Wie viele Wohltaten verdankt die Menschheit nicht den Menschen, die die Kontrolle über ihre Sinne und ihren Verstand besassen? Selbst ein Kaiser ist arm wie ein Bettler, wenn er nicht diese sechs Schätze erworben hat. Ein wohlhabender Mann ist stets um sein Vermögen besorgt. Aber der Besitzer dieser sechs Tugenden ist grösser als ein Monarch. Er wird sogar von den Göttern verehrt. Er wird von Glück und Zufriedenheit durchströmt. Aus der Fülle dieser von ihm erworbenen sechs Schätze, kann er sie freigiebig an andere verschenken. Was könnte mehr Freude bereiten?
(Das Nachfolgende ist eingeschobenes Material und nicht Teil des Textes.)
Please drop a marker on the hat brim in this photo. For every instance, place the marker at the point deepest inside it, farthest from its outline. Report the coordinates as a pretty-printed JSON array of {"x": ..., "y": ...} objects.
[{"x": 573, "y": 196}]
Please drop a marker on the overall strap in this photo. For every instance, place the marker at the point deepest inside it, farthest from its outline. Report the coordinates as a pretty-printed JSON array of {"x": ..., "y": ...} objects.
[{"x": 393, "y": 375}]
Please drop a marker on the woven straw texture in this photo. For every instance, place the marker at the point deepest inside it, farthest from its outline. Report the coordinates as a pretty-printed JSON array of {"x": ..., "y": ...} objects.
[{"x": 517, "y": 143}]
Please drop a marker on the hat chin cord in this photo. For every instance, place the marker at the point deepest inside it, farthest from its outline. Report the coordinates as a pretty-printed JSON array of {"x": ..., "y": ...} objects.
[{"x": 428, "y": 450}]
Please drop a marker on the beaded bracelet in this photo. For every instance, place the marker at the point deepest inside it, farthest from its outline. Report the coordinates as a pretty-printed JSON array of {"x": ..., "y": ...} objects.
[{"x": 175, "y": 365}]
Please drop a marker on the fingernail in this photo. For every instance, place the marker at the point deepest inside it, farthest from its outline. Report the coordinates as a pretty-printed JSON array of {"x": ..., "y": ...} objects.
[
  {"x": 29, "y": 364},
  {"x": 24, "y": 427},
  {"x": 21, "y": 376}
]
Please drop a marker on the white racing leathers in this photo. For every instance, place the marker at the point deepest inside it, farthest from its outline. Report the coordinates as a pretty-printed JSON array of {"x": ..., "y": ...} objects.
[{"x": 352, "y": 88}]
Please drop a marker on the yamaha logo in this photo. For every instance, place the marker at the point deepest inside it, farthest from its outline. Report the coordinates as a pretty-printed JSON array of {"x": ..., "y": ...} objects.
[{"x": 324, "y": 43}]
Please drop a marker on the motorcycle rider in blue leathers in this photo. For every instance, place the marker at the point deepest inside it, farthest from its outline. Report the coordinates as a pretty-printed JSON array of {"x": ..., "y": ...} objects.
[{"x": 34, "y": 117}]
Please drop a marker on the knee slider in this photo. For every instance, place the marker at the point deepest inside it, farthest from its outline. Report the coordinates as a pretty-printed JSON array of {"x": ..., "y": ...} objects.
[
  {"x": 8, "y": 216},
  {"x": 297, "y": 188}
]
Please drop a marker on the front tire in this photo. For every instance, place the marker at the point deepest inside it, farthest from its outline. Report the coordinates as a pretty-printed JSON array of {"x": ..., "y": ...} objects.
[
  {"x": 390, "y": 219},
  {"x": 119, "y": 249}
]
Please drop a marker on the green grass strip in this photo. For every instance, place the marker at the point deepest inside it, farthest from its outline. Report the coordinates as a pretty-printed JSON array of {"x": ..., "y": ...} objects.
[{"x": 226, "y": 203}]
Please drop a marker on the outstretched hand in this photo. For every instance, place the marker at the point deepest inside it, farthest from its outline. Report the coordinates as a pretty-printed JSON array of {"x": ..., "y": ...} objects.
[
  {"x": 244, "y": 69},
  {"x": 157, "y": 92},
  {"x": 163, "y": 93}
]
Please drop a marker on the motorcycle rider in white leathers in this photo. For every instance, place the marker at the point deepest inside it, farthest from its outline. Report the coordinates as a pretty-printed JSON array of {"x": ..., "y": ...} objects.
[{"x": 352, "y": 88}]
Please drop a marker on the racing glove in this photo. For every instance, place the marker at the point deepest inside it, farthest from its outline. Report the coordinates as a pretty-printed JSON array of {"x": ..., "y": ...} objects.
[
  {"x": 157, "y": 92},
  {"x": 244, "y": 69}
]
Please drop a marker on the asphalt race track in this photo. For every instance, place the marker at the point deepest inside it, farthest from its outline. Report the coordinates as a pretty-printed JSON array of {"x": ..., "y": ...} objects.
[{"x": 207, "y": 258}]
In Zeiten der Gefahr entfliehen die Reichen ihrem Leben. Sie überlassen ihre Freunde und Verwandten ihrem Schicksal. Diejenigen aber, die im Besitz dieser sechs Schätze sind, verbringen ihre Tage ohne die geringste Spur von Furcht. Sie ermuntern sie und bieten anderen ihre Hilfe an. Diejemigen, die das Brahmacharya verwirlicht haben, leisten ihrem Land wertvolle Dienste und werden dafür geachtet und geliebt. Es sind in der Tat, gesegnete Menschen.